Les Echos, pour sa part, rappelle que dans un contexte où François Hollande doit «fixer le cap après les mauvais chiffres économiques», il n’y avait évidemment «pas de place pour une nouvelle polémique» à propos d’«un ministre qui a choisi une stratégie à quitte ou double. Il a nié en bloc, avec force», poursuivant ses accusateurs, «jurant qu’il n’avait ni détenu de compte en Suisse, ni parlé sur la fameuse bande audio, et prenant à témoin le chef de l’Etat lui-même. Alors que Bercy disait avoir reçu des autorités fiscales suisses un document l’innocentant», la stratégie de l’Elysée «a un avantage, elle fait taire les adversaires. Mais elle ne survit qu’en l’absence de doutes.»

«Si François Hollande a su agir vite et ne pas donner le sentiment de couvrir un ministre qu’il aurait su coupable, poursuit le journal économique, l’épisode laissera néanmoins des traces. Jérôme Cahuzac était la révélation du gouvernement Ayrault, aussi compétent sur la technique budgétaire, qu’habile à intéresser les médias. De combien de ministres peut-on en dire autant?» C’est donc «une décision sage, qui n’enlève rien à son sérieux et ne préjuge surtout pas de sa culpabilité», précise Ouest-France.

En sursis

«Il était en sursis depuis des semaines!» s’exclame L’Union/L’Ardennais. Quoi de plus normal, donc, que ce départ la veille du jour où le premier ministre, Jean-Marc Ayrault – sans grand risque, toutefois – «va devoir défendre […] son gouvernement contre une motion de censure de l’UMP, soucieuse de tirer au maximum parti de la mauvaise passe que traverse l’exécutif»; ou de «tirer profit de l’affaire […] sans en rajouter», selon la formule plus douce du Monde. Reste que, pour Le Télégramme de Morlaix, «le budgétaire orthodoxe qui rassurait l’Europe, les marchés et les économistes parisiens, est tombé». Et Le Parisien de renchérir: «Le «boxeur» sort du ring.»

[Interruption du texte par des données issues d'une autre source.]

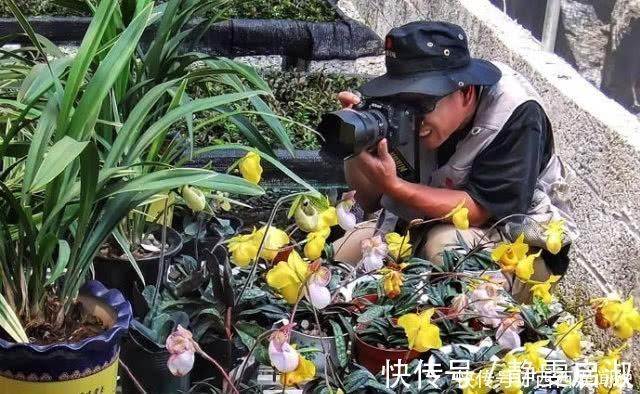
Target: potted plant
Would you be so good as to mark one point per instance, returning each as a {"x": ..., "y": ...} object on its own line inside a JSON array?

Pour L’Alsace, «un tel épisode constitue un embarras supplémentaire au sein d’une majorité collectionnant les pépins avec une assiduité rare». Et «dans les trop nombreux feuilletons politico-financiers, survenus en France sous toutes les majorités, on ne peut s’empêcher de voir au moins deux similitudes, entre le «Cahuzac» 2013 et le «Woerth» 2010: même équipe rédactionnelle […] qui dénonce les faits au départ, même poste à Bercy», même confiance maintenue «pendant plusieurs mois à Eric Woerth, pour finalement déboucher tout de même sur l’exfiltration du ministre, mais à l’occasion d’un remaniement. Trop tard, car ce soutien trop appuyé fut très mal perçu par l’opinion. Ne pas renouveler cette lourde erreur de la droite a dicté le choix de l’actuel chef de l’Etat.»

François Hollande, le président normal et, pour une fois, hyper-réactif, a sans doute ainsi préservé son image de probité. Reste à savoir si lui et son gouvernement en sortiront indemnes, quelle que soit la décision des juges.